Hi,
On Wed, Oct 02, 2013 at 12:10:51AM +0100, Magnus Manske wrote:
300GB per year should be trivial. It might increase slightly if we decide to use a relational database for everything; [...]
I wholeheartedly agree. Relational databases come with many aspects and downsides that we do not need in our setting, and in fact are even in the way. However, up to now, the request is to get the data into MySQL. And there were some voices that are a bit concerned to see even 300GB in a MySQL database.
But I am not sure what parts of the requirement are set in stone :-)
[ exploiting structure in data ]
Yes, I completely agree. The data comes with lots and lots of structure. We can easily get for example the date down way below 1 byte. And also the page counts are screaming to have their structure exploited.
However:
[...] at the cost of more complex low-level queries.
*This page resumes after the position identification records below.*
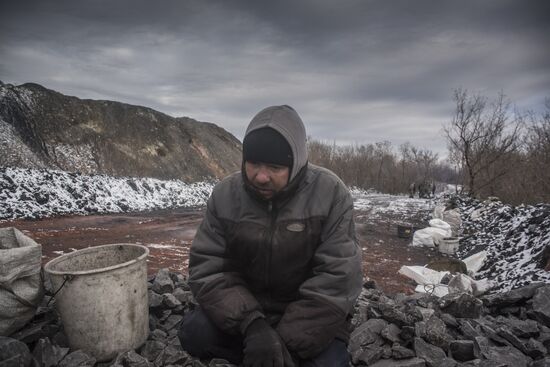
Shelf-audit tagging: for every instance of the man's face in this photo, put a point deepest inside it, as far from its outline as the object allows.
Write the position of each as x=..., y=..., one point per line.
x=267, y=178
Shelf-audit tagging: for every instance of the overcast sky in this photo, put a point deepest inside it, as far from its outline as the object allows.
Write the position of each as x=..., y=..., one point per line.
x=356, y=71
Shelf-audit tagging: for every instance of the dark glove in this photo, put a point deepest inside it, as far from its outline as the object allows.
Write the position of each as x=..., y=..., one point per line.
x=264, y=348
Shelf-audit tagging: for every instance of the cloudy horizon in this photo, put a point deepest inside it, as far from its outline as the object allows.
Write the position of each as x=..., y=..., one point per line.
x=357, y=72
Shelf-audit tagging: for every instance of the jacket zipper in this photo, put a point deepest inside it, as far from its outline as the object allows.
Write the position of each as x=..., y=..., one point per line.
x=273, y=216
that's the real problem. Let's find a sweet spot that allows to perform queries still easily enough, while keeping data sizes manageable on the backend. Give us some ammunition to discuss the requirements :-)
* Do we need to have all of the data in MySQL in a trivial schema at all costs, or * is it better to have the data at least in MySQL but with a not totally trivial way to query, or * would it be even better to have a nice clean interface to the data that you maybe cannot query by SQL but allows to formulate queries in a straight forward way?
What would you prefer?
Best regards, Christian